Keywords

1 Introduction

In recent several years, one can observe a growing interest of researchers to analyze and classify functional data (see monographs and survey papers cited in the next section). Clearly, important contributions in this direction are much earlier (see, e.g., [1, 10] for reviews on classifying electrocardiogram (ECG) signals and [3, 7] for electroencephalogram (EEG) signals classification and features selection [4, 5] as well as [2] for the survey on the analysis of electromyography signals).

The renewed interest has its origin in growing possibilities of acquiring large number of samples from new sensors and storing them on cloud databases. An example of this kind is provided at the end of the paper, where curves from accelerometers are classified. Their distinctive feature is that they are repetitive, but in a stochastic sense, i.e., their underlying probability distributions remain the same for each class, although they are unknown. As the result, curves differ more by shape than by amplitudes. Therefore, our aim is to derive descriptors of curves that are based on curves’ derivatives, without having an access to them directly.

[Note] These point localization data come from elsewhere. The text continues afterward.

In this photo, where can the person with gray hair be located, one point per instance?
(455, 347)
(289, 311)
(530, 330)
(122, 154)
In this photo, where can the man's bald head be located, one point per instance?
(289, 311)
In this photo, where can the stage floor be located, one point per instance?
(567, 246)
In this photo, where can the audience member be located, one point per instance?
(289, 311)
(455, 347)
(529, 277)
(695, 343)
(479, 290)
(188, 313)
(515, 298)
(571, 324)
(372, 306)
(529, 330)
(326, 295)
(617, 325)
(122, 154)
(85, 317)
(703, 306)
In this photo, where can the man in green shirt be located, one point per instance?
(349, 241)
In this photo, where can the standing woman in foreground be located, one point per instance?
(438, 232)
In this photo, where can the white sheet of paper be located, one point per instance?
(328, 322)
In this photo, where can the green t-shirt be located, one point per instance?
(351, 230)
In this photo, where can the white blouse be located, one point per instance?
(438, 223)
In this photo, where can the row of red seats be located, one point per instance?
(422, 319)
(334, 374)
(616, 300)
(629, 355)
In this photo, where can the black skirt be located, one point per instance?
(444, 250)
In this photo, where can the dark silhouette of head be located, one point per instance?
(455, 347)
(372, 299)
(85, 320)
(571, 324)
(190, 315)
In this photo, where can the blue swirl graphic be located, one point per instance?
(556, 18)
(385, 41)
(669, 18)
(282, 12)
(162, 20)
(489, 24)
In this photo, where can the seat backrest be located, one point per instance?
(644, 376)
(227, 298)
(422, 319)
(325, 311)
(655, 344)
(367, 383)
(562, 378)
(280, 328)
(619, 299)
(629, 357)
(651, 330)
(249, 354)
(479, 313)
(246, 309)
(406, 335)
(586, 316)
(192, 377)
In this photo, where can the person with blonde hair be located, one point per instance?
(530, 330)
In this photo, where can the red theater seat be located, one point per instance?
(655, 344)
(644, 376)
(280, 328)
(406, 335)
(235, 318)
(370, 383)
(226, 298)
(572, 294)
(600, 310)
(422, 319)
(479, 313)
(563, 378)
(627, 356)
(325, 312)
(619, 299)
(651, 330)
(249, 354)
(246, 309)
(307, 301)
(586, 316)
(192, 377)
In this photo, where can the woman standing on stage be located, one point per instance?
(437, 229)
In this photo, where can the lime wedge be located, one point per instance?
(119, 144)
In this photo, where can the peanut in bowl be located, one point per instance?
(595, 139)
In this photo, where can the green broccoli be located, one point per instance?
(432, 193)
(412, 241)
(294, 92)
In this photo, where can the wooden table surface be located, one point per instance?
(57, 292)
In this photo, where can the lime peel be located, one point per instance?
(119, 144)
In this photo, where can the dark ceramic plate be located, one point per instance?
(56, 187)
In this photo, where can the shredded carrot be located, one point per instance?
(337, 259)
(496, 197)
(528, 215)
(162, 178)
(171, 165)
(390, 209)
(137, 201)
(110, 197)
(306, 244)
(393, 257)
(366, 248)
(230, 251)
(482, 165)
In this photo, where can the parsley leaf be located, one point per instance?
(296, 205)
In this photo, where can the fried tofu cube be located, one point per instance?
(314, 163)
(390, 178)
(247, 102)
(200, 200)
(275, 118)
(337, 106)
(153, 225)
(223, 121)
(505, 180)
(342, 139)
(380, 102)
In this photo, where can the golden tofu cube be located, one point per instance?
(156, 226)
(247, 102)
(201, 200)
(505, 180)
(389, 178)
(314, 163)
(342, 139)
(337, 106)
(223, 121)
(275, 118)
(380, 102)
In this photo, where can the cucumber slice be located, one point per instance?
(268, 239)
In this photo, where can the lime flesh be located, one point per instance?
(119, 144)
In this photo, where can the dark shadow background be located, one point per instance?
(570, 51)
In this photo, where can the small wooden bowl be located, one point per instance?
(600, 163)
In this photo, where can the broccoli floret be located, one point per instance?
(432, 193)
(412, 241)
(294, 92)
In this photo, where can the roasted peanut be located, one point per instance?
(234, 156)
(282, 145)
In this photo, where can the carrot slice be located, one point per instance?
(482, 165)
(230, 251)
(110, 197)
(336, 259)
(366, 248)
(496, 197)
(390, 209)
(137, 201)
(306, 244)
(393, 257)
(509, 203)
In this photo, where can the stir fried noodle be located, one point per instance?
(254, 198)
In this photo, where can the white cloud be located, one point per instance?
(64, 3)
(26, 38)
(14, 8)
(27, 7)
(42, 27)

The paper is organized as follows. In the next section, we justify using curve descriptors that are based on moments of its derivative instead of the curve itself. The main result of this section is the derivation of a relationship between these two kinds of moments. This relationship is crucial for Sect. 3 to construct an algorithm for learning the derivative descriptor, without having access to samples of the derivative curve. In Sect. 3 also an interplay between learning these descriptors and learning a classifier is described. Finally, in Sect. 4, the extensive results of testing the proposed approach on an augmented real data are summarized. They aimed to investigate an influence of a classifier on possible improvements of the classification accuracy.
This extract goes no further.